"Avevo un pastificio, ora sono diventato un mendicante di lavoro"

Le minacce anonime: "Prepara 30 milioni" o sarebbe finito arrosto anche lui

"Avevo un pastificio, ora sono diventato un mendicante di lavoro"

Bisignano (Cosenza). Giuseppe La Riccia, 57 anni, aveva da sempre le mani in pasta. Pasta fresca. Prima una bottega in cui lavorava con la moglie, poi dal 1998 una piccola azienda per mettere più a frutto l'esperienza maturata. Il racket gli ha messo gli occhi addosso subito: «Si sono fatti vivi appena posata la prima pietra, nella zona industriale di Bisignano», racconta. L'avevano già fatto con molte altre aziende. È il controllo del territorio. Il furgone rubato e incendiato. Le minacce anonime: «Prepara 30 milioni» o sarebbe finito arrosto anche lui. Rapaci senza volto, La Riccia non li ha mai potuti identificare.

Al pastaio il coraggio non manca e corre dai carabinieri a denunciare mentre cerca di tirare avanti. In cinque anni la produzione va a regime con 15 dipendenti, un prodotto di qualità e clienti anche fuori dai confini italiani: Francia, Olanda, Germania. Ma i capi mandamento non mollano. Un altro furgone incendiato, quattro auto rubate e distrutte, un ordigno esplosivo all'ingresso del capannone, continue richieste di denaro. «Non ho mai aderito, non ho pagato», dice l'imprenditore. Ma così facendo ha condannato la sua attività. Nel 2007 La Riccia chiude la fabbrica di pasta di Bisignano e la trasferisce in Germania, perdendo tutti i soldi investiti fino a quel momento.

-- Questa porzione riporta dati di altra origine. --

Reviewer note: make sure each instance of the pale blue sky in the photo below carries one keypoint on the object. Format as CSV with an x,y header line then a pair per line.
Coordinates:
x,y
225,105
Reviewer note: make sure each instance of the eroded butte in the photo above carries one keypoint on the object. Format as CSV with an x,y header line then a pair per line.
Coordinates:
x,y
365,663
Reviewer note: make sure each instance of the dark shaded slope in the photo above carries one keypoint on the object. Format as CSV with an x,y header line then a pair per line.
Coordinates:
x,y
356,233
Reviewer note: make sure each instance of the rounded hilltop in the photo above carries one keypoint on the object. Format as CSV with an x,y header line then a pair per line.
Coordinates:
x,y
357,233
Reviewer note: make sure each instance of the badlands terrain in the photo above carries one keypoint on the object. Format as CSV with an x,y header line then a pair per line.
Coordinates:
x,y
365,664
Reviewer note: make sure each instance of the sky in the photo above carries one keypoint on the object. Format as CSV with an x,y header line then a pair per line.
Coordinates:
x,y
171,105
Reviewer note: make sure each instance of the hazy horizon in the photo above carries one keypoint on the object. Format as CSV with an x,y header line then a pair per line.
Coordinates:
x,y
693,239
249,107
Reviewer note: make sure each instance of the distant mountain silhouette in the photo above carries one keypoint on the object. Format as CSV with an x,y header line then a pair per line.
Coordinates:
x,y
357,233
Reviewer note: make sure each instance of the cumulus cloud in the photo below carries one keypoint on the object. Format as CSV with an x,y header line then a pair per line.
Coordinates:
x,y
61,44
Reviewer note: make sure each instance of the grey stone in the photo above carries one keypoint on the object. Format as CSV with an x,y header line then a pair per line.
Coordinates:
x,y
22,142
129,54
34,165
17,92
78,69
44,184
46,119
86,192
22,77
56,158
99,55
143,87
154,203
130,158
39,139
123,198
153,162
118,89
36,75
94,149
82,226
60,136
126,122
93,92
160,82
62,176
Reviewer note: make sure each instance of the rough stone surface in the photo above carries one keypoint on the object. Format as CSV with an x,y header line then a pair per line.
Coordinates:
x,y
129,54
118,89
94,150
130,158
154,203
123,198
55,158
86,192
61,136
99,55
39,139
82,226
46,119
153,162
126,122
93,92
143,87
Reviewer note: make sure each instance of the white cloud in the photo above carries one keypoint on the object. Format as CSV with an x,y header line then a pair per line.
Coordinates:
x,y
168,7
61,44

Ma la Germania non è l'Italia e nel 2010 deve chiudere anche lì.

L'artigiano riprende la sua piccola attività da «mendicante del lavoro», come si definisce. Cerca una sponda nello Stato che non è stato capace di strappare la maschera ai suoi taglieggiatori senza nome. E qui fa la scoperta più drammatica. C'è una legge che potrebbe tutelarlo, un fondo di solidarietà per le vittime di usura ed estorsione. Ma per lui le porte del fondo sono sbarrate: non ha sborsato un euro, dunque non ha diritto a essere risarcito. Minacce, attentati, denunce non sono sufficienti a qualificarlo come testimone di giustizia in base alla legge. Avrebbe dovuto piegarsi. Cedere agli abboccamenti, pagare, mettersi dalla parte dei delinquenti. E poi aspettare che la giustizia facesse il suo corso, sempre che ne fosse capace.

Tre volte ha presentato domanda e altrettante è stato respinto. «Per diventare testimone di giustizia e quindi essere tutelato e risarcito, oltre ad aver denunciato gli atti intimidatori ed eventuali lesioni personali, si deve aver procurato l'incriminazione o l'arresto di qualche malfattore». Ma lui non sa chi siano, ha visto soltanto gli effetti delle loro azioni. «Ho più volte espresso il mio disagio allo Stato e alla politica, invano.

Ho esposto infruttuosamente in Commissione antimafia il mio caso. Se non hai dato una contropartita allo Stato facendo arrestare qualcuno; se non sei stato ferito da pallottole, bombe e coltellate; se non ti sei procurato targhe ed encomi, non hai diritti».